Revision as of 14:37, 10 June 2008

Tuesday 10 June

  • Morning:
    • Choon Kit, Hung: digestion of BBa_B0015 terminator and E7 plasmid with SpeI and XbaI.
BBa_B0015 Terminator E7
DNA 5 30
Buffer 2 1 4
BSA 0.1 0.4
SpeI 1.5 1.5
XbaI 1.5 1.5
H2O 0.9 2.6
Total 10 ul 40 ul
  • Chin Chong & Darius
    • Prepare new stock for Ecoli cells containing Laci-GFP
    • Auto-clave the tips and LB broth
    • Re-run PCR for E7-imm to produce more stock for further use
    • Carry out LacI-GFP characterization with varying concentration using a fluorescence mutiplate reader (96 well)
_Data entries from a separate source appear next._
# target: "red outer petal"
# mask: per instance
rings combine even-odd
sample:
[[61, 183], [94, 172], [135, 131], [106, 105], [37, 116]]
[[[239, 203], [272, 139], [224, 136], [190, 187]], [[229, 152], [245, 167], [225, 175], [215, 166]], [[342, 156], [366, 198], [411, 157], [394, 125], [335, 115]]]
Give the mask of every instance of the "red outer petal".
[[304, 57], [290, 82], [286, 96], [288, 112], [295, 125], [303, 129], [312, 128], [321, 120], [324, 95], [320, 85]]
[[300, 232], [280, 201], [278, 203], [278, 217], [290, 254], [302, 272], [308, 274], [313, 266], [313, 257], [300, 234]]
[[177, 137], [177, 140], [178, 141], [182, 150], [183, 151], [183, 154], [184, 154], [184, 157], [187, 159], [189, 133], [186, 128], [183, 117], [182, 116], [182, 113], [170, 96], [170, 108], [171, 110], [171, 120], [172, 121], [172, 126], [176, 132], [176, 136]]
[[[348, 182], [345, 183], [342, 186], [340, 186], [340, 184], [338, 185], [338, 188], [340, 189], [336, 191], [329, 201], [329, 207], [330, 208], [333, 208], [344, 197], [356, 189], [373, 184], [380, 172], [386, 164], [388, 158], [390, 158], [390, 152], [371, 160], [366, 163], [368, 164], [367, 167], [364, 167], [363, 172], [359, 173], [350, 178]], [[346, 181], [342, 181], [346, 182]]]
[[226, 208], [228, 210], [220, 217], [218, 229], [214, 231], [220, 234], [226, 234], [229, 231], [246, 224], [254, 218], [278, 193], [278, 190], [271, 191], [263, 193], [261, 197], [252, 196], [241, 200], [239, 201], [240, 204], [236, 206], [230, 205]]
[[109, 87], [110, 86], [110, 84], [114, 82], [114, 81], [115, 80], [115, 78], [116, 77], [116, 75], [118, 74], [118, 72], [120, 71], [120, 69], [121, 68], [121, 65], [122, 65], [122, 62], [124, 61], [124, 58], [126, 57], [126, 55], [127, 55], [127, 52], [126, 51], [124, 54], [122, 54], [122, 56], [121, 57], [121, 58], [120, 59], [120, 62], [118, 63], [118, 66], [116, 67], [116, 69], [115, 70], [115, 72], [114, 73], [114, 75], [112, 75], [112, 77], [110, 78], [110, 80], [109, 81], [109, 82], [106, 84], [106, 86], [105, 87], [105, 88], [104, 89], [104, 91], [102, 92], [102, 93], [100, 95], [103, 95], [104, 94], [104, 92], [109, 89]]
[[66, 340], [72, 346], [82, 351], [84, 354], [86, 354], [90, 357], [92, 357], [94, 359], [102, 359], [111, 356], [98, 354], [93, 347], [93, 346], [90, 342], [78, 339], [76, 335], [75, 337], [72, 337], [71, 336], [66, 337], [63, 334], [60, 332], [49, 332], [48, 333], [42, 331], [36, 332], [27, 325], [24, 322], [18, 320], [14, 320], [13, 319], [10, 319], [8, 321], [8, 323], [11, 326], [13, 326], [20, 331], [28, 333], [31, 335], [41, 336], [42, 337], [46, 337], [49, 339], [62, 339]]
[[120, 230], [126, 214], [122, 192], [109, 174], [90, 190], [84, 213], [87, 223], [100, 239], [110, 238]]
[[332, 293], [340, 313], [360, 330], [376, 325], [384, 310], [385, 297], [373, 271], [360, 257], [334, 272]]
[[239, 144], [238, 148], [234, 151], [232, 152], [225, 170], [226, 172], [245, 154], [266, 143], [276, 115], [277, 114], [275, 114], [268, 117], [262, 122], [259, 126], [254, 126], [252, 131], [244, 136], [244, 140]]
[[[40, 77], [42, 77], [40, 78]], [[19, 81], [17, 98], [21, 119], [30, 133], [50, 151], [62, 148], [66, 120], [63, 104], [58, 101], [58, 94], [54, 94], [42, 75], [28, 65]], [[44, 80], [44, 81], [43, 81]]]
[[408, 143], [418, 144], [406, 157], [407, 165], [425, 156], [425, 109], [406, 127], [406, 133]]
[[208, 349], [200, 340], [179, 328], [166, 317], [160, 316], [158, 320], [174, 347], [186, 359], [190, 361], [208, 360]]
      • 2 range of IPTG/lactose were investigated over 4 hours
      • 1st range 0-2 mM in 0.2mM increments
      • 2nd range 0-10 mM in 2mM increments
    • Results from the lacI-GFP characterization shows that there is an increasing trend in GFP fluorescence for all samples
    • Wells containing higher concentration of IPTG and lactose seems to have a higher fluorescence reading
    • Effective range of IPTG should be from 0-2 mM. As readings from 4 to 10 mM appears to be similar.